8. Church actually does last forever. High school friends...regardless of what I thought at the time....did not last forever. And to be honest...I do not go to the same church any longer so neither did my "actual" church friends. BUT what I have realized is that growing up in the church means that you always have family. You always have somewhere to go to not be alone. Even if you are going to a brand new church and no one talks to you (and yes that does happen). There is still the familiarity, the bond of being the church that you can always claim. Going to church at 16 was something I was expected to do, but when I look back now I know that all of my best friends and most real experiences happened there. And they still can. What a joy in a world that constantly changes and moves.

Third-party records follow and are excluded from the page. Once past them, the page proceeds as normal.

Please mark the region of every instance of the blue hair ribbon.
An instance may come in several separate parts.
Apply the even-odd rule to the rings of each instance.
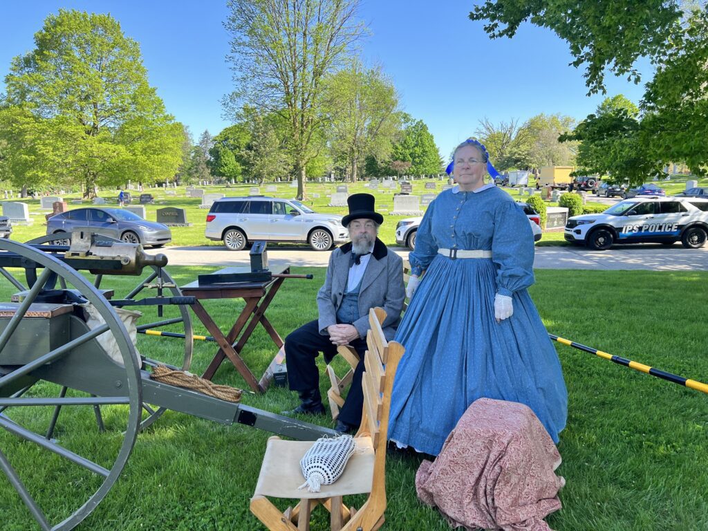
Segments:
[[[494,166],[491,164],[491,162],[489,161],[489,154],[487,153],[486,148],[484,147],[484,144],[482,144],[481,142],[474,140],[472,138],[468,138],[467,140],[462,142],[462,144],[471,144],[473,146],[479,147],[480,151],[481,151],[482,152],[482,155],[484,155],[484,158],[487,159],[487,173],[489,173],[489,176],[493,179],[496,179],[497,177],[499,176],[499,172],[496,171],[496,169],[494,167]],[[462,145],[462,144],[461,144],[460,146]],[[458,146],[458,147],[459,147],[459,146]],[[455,159],[453,159],[452,161],[447,165],[447,167],[445,169],[445,172],[447,175],[452,175],[452,170],[454,169],[455,169]]]

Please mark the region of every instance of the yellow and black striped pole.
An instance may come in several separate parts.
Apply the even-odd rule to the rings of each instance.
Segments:
[[[161,332],[159,330],[138,330],[138,333],[144,333],[147,336],[162,336],[166,338],[178,338],[179,339],[184,339],[185,335],[183,333],[177,333],[176,332]],[[192,336],[192,338],[199,341],[216,341],[217,340],[212,338],[211,336]]]
[[[678,384],[679,385],[683,385],[686,387],[690,387],[691,389],[695,389],[696,391],[700,391],[701,392],[708,394],[708,385],[702,383],[701,382],[697,382],[695,379],[689,379],[688,378],[684,378],[683,376],[678,376],[678,375],[673,375],[670,372],[666,372],[666,371],[661,370],[661,369],[655,369],[653,367],[649,367],[649,365],[645,365],[643,363],[638,363],[636,361],[632,361],[632,360],[627,360],[626,358],[620,358],[620,356],[613,356],[612,354],[608,354],[606,352],[603,352],[602,350],[598,350],[596,348],[592,348],[590,347],[586,346],[585,345],[581,345],[579,343],[576,343],[575,341],[571,341],[569,339],[564,339],[563,338],[559,338],[557,336],[554,336],[552,333],[548,334],[549,337],[551,338],[554,341],[558,341],[563,345],[567,345],[569,347],[573,347],[573,348],[577,348],[578,350],[583,350],[583,352],[588,352],[590,354],[595,354],[596,356],[600,356],[605,360],[610,360],[610,361],[614,362],[620,365],[624,365],[625,367],[629,367],[630,369],[634,369],[634,370],[638,370],[640,372],[646,372],[648,375],[651,375],[652,376],[656,376],[657,378],[661,378],[661,379],[668,380],[669,382],[673,382],[675,384]]]

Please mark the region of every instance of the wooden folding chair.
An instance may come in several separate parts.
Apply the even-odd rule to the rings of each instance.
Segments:
[[[381,308],[375,308],[376,318],[379,320],[379,324],[383,324],[384,319],[386,319],[386,312]],[[337,347],[337,353],[346,360],[349,364],[349,369],[341,378],[337,376],[334,372],[331,362],[327,364],[327,376],[329,377],[329,382],[332,384],[327,390],[327,400],[329,401],[329,410],[332,413],[332,420],[337,420],[339,416],[339,409],[344,405],[344,399],[342,398],[342,392],[348,387],[354,377],[354,371],[356,366],[359,365],[359,355],[354,349],[354,347],[348,345],[340,345]]]
[[[331,485],[322,485],[318,493],[299,490],[304,481],[299,461],[313,443],[268,439],[251,498],[251,512],[271,531],[309,531],[312,510],[319,505],[329,511],[332,531],[375,531],[384,523],[389,407],[404,348],[396,342],[387,343],[379,312],[383,312],[380,308],[369,312],[371,329],[367,334],[366,371],[362,379],[364,411],[355,435],[357,451],[339,479]],[[369,496],[358,510],[343,503],[343,496],[364,493]],[[299,499],[299,503],[281,512],[267,496]]]

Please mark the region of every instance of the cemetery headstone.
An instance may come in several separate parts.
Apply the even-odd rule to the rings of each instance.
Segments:
[[[430,205],[433,200],[438,197],[436,193],[424,193],[421,196],[421,206],[426,207]]]
[[[66,201],[56,201],[52,204],[52,214],[61,214],[66,212],[67,205]]]
[[[394,210],[391,214],[417,215],[422,213],[421,198],[418,195],[394,196]]]
[[[52,205],[57,201],[63,201],[62,198],[56,198],[53,195],[47,195],[42,198],[42,206],[40,207],[42,210],[51,210]]]
[[[171,227],[191,227],[187,222],[187,214],[183,208],[165,207],[157,209],[157,222]]]
[[[217,199],[221,199],[222,198],[226,197],[222,193],[207,193],[205,194],[202,198],[202,204],[199,205],[200,208],[211,208],[212,205]]]
[[[546,228],[559,229],[566,226],[568,209],[564,207],[548,207],[546,209]]]
[[[132,207],[124,207],[124,210],[132,212],[133,214],[137,214],[143,219],[145,219],[145,207],[142,205],[134,205]]]
[[[26,202],[15,202],[6,201],[2,204],[2,215],[10,218],[11,223],[30,225],[30,209]]]
[[[329,200],[331,207],[346,207],[347,206],[347,198],[349,194],[346,192],[335,192]]]

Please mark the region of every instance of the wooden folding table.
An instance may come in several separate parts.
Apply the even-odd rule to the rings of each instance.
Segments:
[[[290,272],[290,266],[273,268],[274,275],[287,275]],[[224,268],[216,271],[216,274],[228,274],[231,273],[250,270],[248,268]],[[263,282],[233,282],[228,284],[212,284],[200,285],[198,281],[195,281],[182,286],[182,295],[192,296],[197,299],[195,304],[192,305],[192,309],[202,324],[219,344],[219,351],[217,352],[212,362],[209,364],[202,375],[202,378],[211,379],[217,369],[221,365],[225,358],[228,358],[249,386],[256,392],[262,393],[265,389],[261,386],[253,372],[241,358],[241,352],[251,337],[256,326],[260,323],[268,335],[273,339],[275,346],[280,348],[282,346],[282,339],[266,317],[266,310],[273,301],[280,285],[285,280],[284,277],[274,278]],[[214,322],[200,301],[207,299],[243,299],[246,306],[236,319],[234,326],[226,336]]]

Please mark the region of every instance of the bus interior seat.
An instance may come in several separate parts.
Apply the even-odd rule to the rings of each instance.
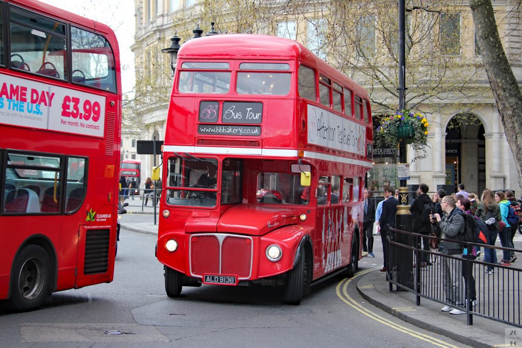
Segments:
[[[46,68],[45,67],[48,65],[51,66],[51,67]],[[60,77],[60,74],[58,73],[58,70],[56,70],[56,67],[50,62],[46,62],[42,64],[42,66],[40,67],[40,69],[38,69],[38,71],[36,73],[39,74],[41,75],[49,76],[50,77],[56,77],[58,78]]]
[[[6,213],[39,213],[40,200],[32,190],[11,190],[6,197],[4,211]]]
[[[84,188],[78,187],[71,190],[67,195],[65,204],[65,212],[70,212],[74,211],[81,205],[81,201],[84,200]]]
[[[37,186],[35,185],[27,185],[23,186],[23,188],[34,191],[36,193],[36,195],[38,196],[38,199],[40,199],[40,186]]]
[[[54,201],[54,187],[49,187],[43,193],[41,211],[45,213],[57,213],[60,210],[60,188],[56,188],[56,200]]]

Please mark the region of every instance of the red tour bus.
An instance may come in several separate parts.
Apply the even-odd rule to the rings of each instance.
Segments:
[[[156,250],[167,294],[284,285],[296,304],[311,284],[353,275],[372,144],[366,92],[300,44],[254,34],[184,43]]]
[[[121,125],[106,26],[34,0],[0,2],[0,299],[112,281]]]
[[[141,169],[141,161],[138,160],[123,160],[121,166],[121,175],[127,177],[129,180],[134,178],[136,181],[136,187],[139,187],[140,175]],[[136,188],[136,187],[135,187]]]

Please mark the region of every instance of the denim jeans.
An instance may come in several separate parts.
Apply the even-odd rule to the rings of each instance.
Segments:
[[[494,245],[496,242],[496,236],[499,234],[496,230],[493,231],[488,230],[488,240],[489,242],[488,244]],[[484,248],[484,262],[490,263],[496,263],[496,249],[490,248]],[[488,265],[488,270],[491,271],[493,269],[493,266]]]
[[[442,250],[445,255],[455,257],[462,257],[462,254],[448,254]],[[446,302],[453,305],[462,302],[461,298],[462,289],[462,269],[458,260],[450,259],[444,256],[441,258],[441,267],[442,269],[442,286],[446,295]]]
[[[513,248],[513,244],[511,243],[511,231],[513,226],[506,226],[502,229],[499,232],[499,236],[500,237],[500,244],[502,245],[503,248]],[[508,250],[502,250],[502,259],[504,261],[509,261],[511,258],[512,251]]]

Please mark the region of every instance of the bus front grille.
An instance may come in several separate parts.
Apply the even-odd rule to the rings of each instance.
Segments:
[[[247,279],[252,274],[252,239],[218,233],[191,236],[191,273],[237,275]]]
[[[85,236],[84,274],[105,273],[109,267],[109,230],[88,230]]]

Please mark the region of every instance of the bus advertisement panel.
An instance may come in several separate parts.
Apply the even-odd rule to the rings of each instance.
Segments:
[[[0,299],[27,310],[112,281],[119,52],[106,26],[36,0],[0,2]]]
[[[218,35],[183,44],[170,101],[156,250],[169,296],[271,285],[296,304],[353,275],[373,146],[362,88],[295,41]]]

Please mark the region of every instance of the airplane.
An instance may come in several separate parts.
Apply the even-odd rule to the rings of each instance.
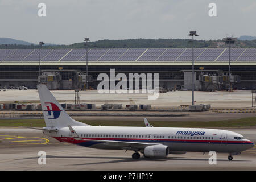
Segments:
[[[228,153],[233,155],[254,146],[241,134],[224,130],[203,128],[91,126],[71,118],[44,85],[38,90],[46,127],[43,133],[60,142],[106,150],[130,150],[132,158],[166,157],[187,152]],[[148,126],[148,127],[147,127]],[[32,127],[30,127],[32,128]]]

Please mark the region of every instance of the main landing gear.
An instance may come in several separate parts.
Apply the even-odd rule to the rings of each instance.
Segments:
[[[229,155],[228,156],[228,159],[229,159],[229,160],[232,160],[233,159],[233,157],[232,155],[240,155],[241,154],[241,152],[232,152],[229,154]]]
[[[232,160],[233,157],[231,155],[229,155],[228,156],[228,159],[229,159],[229,160]]]
[[[133,153],[131,155],[131,157],[133,159],[139,159],[141,157],[141,155],[138,152],[135,152],[135,153]]]

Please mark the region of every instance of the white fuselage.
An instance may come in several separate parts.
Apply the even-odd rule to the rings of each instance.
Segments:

9. Be Confident! I had a music teacher in high school that literally yelled at me all the time to sing louder, speak louder, be bigger and more bold with my acting. I think I drove her crazy because I never really did. But as I grew older and learned more, I could always hear her yelling at me to be louder!! Be stronger! I always felt she was my personal cheerleader (or possibly drill sergeant) even if it was just in my head. Once I realized my voice was worth hearing, that I had things worth saying, that I could do important things...I changed so much! My life was so much better because I had the courage to live it. Thank you for yelling Ms. Wonders!
10. Be nice. It hurts when people take advantage of kindness. I felt like such a doormat for so much of my life. People used me because I was too nice to realize what they were doing. What I realize now is, that is okay. I am nice. I have enough grace to be nice even to people who are not nice back. That makes me better than them. It makes me pretty awesome. I might be a doormat sometimes, but I am also pretty awesome. Being awesome is nice, so be nice.
I am sure there are many other things my 16 year old self would have benefitted from knowing...but these were my gut reaction answers. And honestly, they are good reminders to my 35 year old self too.
3 comments:
Karla - I think you are fabulous! I love you now, and I would have loved you at 16.
I love this. And I love you. I wish I knew you in high school -- I was a nerd too. :)
This is awesome! Now wasn't I around when you turned 16? I would've come to your party!!! You are such a beautiful (inside and out), intelligent, totally cool person - and most important, a great friend.